Note: this is within the WIC and bins income as <50% of the poverty line for Very Low Income, 50-100% (Low Income) and 100-185% (Above Poverty). It is not perfect, but it’s the closest I could find for BMI/Obesity at age 4.

Going from Very Low Income to Above Poverty(around a quadrupleing of household income), obesity for 4-year-old boys goes down by 1.75 percentage points (pp) and for girls by 1.09 pp. If you increase income by 9% sixteen times, you nearly quadruple it (\(1.09^{16} \approx 3.97\)). So naively, we’d expect about 0.11pp for boys and 0.07pp for girls per 9% step. In supplement 2 of the third study Piper links, the 95% confidence interval for child obesity is -3.8pp to +6.8pp; for overweight-or-obese it is -7.2pp and +6.2pp.

Let’s do some statistics

In the trial, the low-cash group mean for obesity was 0.184 while the high-cash mean was 0.203, which tracks the Chaparro gradients. For our back-of-the-envelope, assume a base rate \(p = 0.20\) for low-income 4-year-olds. Then the number of obese 4-year-olds in a group of size \(N\) is \(X \sim \text{Bin}(N, 0.2)\) with variance \(N(0.2)(0.8) = 0.16N\). Define \(Y = X/N\) (the sample proportion). Then \(\text{Var}(Y) = \text{Var}(X)/N^2 = 0.16/N\).

Our expected difference is \(\delta = 0.001\) (0.1pp). A two-tailed 95% test uses \(z \approx 1.96\) (use 2 for simplicity), so we want \(\delta \approx 2 \cdot \sqrt{\text{Var}(Y)} \implies \text{Var}(Y) = 2.5 \times 10^{-7}\). Setting \(0.16N = 2.5 \times 10^{-7}\) gives that \(N \approx 640,000\). Thus in order to detect a difference assuming we take the control group as gospel, we would need 640,000 people receiving $333 a month or $10.2 billion over a 4 year period. This is not something small random experiments can adjudicate. To get the right order of magnitude, we need natural experiments in welfare policy.

What if we don’t want to take \(p = 0.20\) as fixed, as this study doesn’t? Then use a difference-in-proportions design. Instead of using 9.0% difference in income, we will assume that with the increased sample sizes incomes will converge and the difference in income will be 17.6% (3996 - 240 / the 2019 federal poverty line we used earlier of 21,330). This implies \(\delta \approx 0.00176\) (0.176pp) in obesity.

\[SE(\hat p_1 - \hat p_2) = \sqrt{\frac{p(1-p)}{n_1} + \frac{p(1-p)}{n_2}}\]

We will keep the \(p \approx 0.20\) but we will be using a new z-score based on 80% power. This is a two sided \(\alpha = 0.05\), so we need \(z_{1-\alpha/2} + z_{1 - \beta} \approx 1.96 + 0.84 = 2.80\).

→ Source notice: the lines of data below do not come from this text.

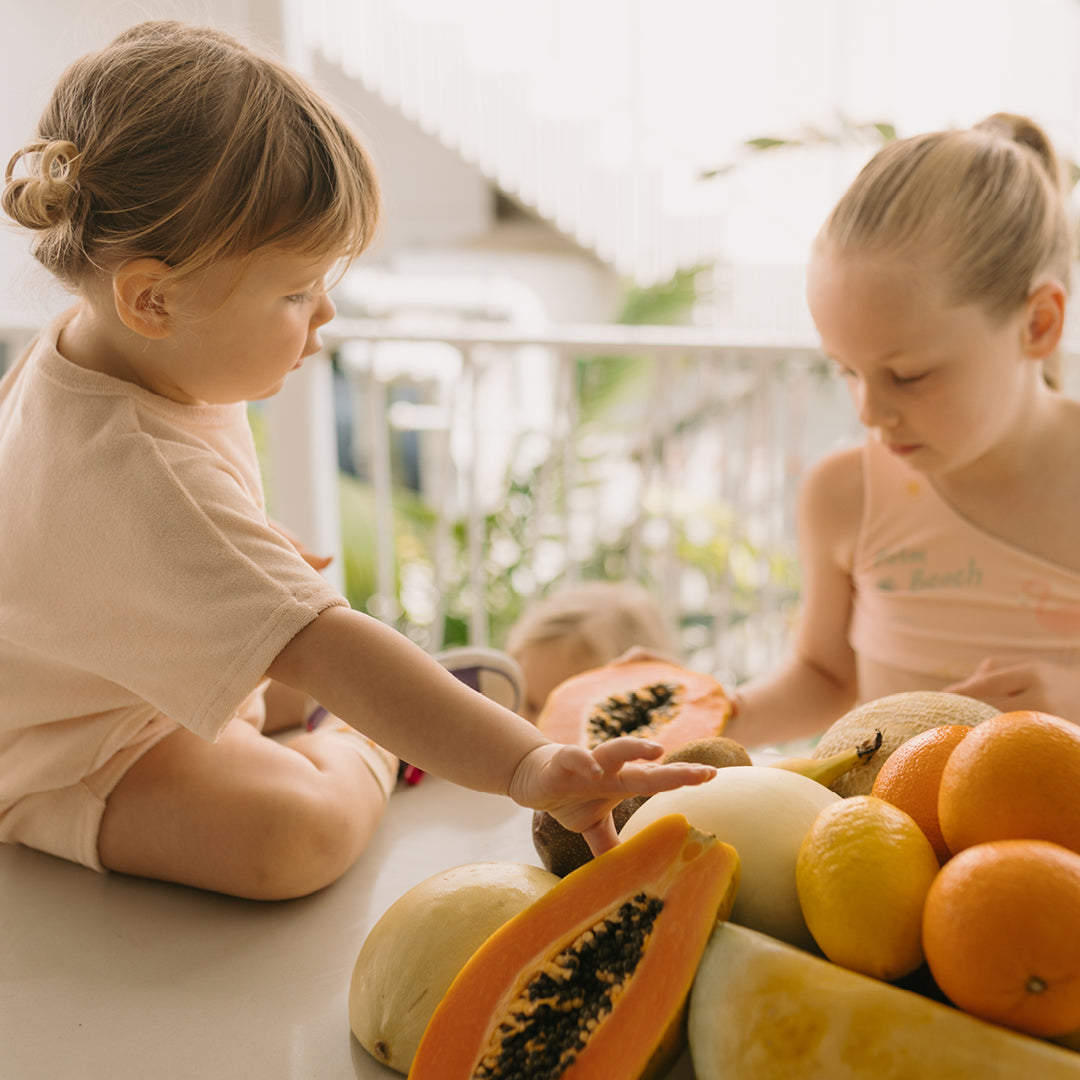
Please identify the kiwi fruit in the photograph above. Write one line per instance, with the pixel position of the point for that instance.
(562, 850)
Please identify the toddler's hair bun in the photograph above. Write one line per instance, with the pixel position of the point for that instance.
(50, 193)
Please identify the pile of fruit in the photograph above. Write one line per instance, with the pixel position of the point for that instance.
(904, 904)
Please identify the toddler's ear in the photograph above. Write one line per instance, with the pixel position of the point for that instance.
(1045, 320)
(139, 298)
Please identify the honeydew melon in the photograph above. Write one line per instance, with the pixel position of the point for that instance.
(760, 1010)
(763, 813)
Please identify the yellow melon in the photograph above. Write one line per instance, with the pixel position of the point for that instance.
(760, 1010)
(421, 942)
(899, 717)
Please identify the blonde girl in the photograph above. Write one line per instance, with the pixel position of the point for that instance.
(198, 199)
(582, 626)
(941, 554)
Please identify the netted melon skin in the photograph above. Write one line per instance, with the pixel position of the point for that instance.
(899, 717)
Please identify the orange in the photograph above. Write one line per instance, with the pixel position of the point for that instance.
(999, 930)
(1014, 777)
(912, 775)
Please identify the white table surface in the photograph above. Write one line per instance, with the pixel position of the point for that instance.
(111, 977)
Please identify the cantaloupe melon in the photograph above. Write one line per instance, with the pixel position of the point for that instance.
(899, 717)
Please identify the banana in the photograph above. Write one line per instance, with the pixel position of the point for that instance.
(825, 770)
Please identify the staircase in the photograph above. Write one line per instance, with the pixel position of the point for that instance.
(543, 100)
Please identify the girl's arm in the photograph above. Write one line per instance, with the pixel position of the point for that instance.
(385, 686)
(817, 684)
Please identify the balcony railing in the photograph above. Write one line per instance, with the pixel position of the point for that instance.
(490, 464)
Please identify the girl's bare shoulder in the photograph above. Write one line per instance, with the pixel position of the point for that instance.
(831, 502)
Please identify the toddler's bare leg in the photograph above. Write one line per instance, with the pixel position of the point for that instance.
(245, 815)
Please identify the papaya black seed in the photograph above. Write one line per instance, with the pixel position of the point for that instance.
(555, 1014)
(634, 714)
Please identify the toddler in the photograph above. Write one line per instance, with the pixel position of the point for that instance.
(941, 554)
(199, 200)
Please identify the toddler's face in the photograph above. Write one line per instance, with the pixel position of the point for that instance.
(548, 663)
(242, 349)
(936, 382)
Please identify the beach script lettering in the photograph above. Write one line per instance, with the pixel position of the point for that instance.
(910, 563)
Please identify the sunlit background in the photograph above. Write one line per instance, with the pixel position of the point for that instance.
(497, 420)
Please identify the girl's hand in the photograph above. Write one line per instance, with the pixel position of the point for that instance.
(579, 787)
(1035, 685)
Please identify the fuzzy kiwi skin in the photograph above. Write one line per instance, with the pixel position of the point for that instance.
(562, 850)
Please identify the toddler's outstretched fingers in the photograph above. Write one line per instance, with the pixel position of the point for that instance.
(602, 836)
(615, 753)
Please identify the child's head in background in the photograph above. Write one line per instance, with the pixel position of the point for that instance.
(178, 149)
(583, 626)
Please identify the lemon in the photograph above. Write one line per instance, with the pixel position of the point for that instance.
(862, 875)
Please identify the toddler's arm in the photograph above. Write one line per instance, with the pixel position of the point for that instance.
(383, 685)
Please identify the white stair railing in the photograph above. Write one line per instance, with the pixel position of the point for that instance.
(500, 91)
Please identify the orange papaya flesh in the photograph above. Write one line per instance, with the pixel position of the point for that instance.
(650, 699)
(590, 982)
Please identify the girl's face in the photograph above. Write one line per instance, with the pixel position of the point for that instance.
(940, 385)
(548, 663)
(237, 339)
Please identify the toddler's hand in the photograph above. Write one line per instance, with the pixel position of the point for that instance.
(579, 787)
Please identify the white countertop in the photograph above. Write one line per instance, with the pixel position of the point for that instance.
(111, 977)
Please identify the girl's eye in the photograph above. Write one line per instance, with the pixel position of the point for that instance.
(907, 380)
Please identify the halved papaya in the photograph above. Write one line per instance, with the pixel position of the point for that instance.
(651, 699)
(590, 982)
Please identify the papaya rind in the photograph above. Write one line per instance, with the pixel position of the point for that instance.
(697, 877)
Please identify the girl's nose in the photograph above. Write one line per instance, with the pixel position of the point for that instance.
(324, 311)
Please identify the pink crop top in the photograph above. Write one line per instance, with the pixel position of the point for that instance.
(934, 594)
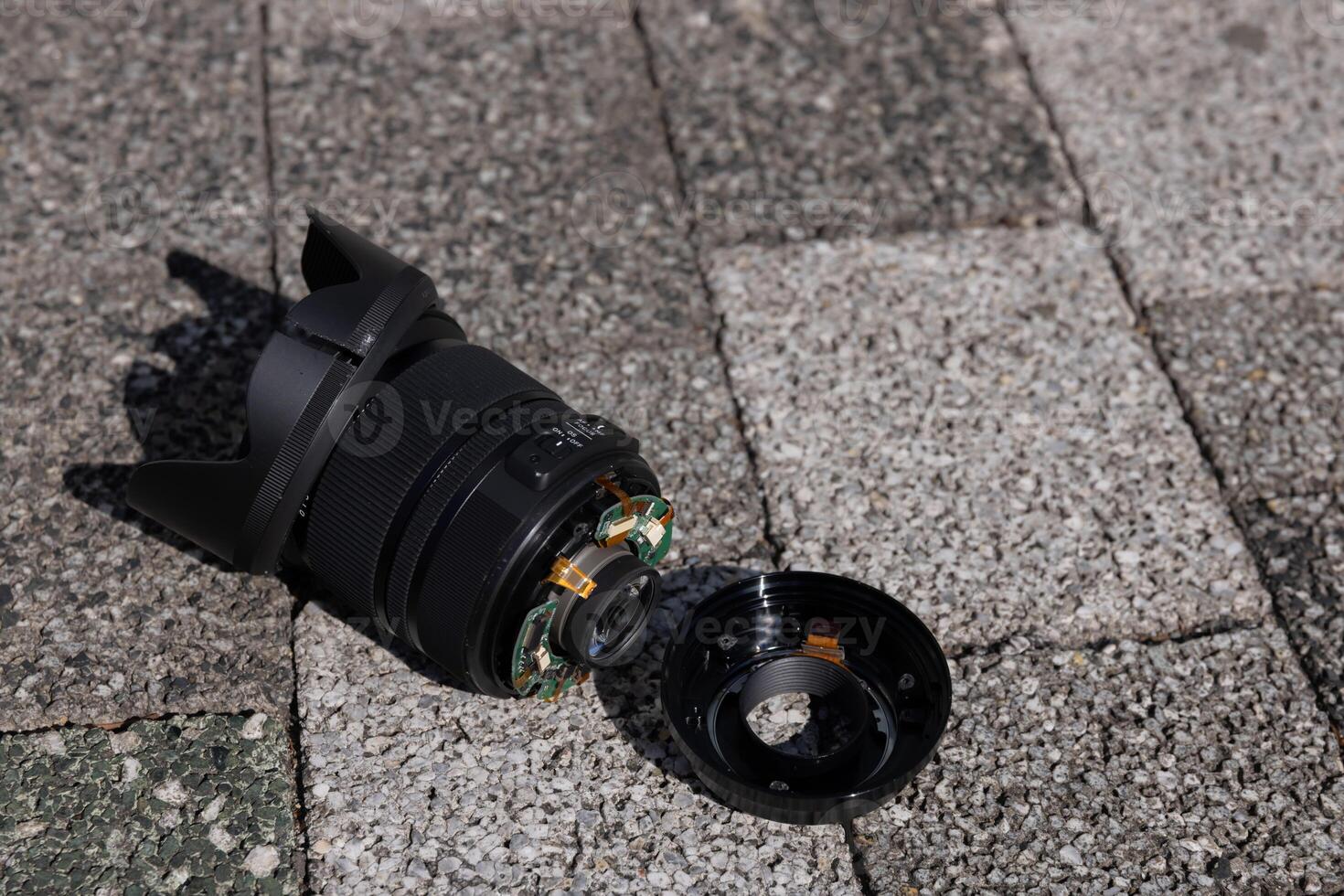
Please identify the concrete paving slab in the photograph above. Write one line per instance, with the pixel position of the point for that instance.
(1264, 374)
(202, 804)
(795, 120)
(1209, 136)
(972, 423)
(1301, 544)
(123, 341)
(1179, 766)
(413, 784)
(531, 136)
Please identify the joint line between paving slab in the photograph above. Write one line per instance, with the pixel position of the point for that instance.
(857, 859)
(772, 541)
(1224, 626)
(268, 152)
(293, 729)
(122, 724)
(1144, 326)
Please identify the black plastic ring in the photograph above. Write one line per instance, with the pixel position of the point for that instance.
(818, 635)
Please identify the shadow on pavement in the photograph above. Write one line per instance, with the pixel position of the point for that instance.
(195, 410)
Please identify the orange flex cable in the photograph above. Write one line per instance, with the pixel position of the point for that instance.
(823, 647)
(626, 504)
(568, 575)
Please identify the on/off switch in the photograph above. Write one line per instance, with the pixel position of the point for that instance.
(555, 446)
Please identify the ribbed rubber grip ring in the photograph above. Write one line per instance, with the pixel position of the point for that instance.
(357, 506)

\[n_{\text{per group}} \approx 2p(1-p) \left(\frac{2.8}{\delta}\right)^2 = 0.32 \cdot \left(\frac{2.8}{0.00176}\right)^2 \approx 809,917\]

That’s ~1.6 million participants total. Program spending would be \(809,917 \times (333 + 20) \times 48 \approx $13.7 \text{billion}\) over 4 years (both groups paid). You can claw back a bit of power by analyzing both obesity and overweight thresholds, but Duncan et al. adjust for multiple hypothesis testing, keeping you in the same order of magnitude.

All of this is naive, child obesity is probably nonlinear in log consumption (though happiness looks linear in log income) and has confounders like race. But these rough figures are a useful prior on what kind of evidence we need to determine whether UBI improves these health outcomes.

Conclusion

We see a consistent pattern in scholarship on UBI: the more rigorous high-income-country experiments find nulls, while the rigorous low-income-country experiments find large effects. Why? Income gradients are much smaller in the US than in subsistence-farming contexts. In countries like the US, UBI does not arrive in a safety net vacuum. As calculated earlier, a family of 2 children and a parent in 2019 Nebraska making $21,330 can expect to consume roughly twice labor income. Most health improvements are relatively cheap: running water and sewage, vaccinations, micronutrients and a baseline level of calories.

The health issues we are left with, such as obesity, are less tied to material deprivation and more to preferences (conscious or not; GLP-1 agonists show malleableability) and luck. This doesn’t mean that UBI is bad; it means that in high-income settings increasing consumption writ large has lower marginal returns on these outcomes.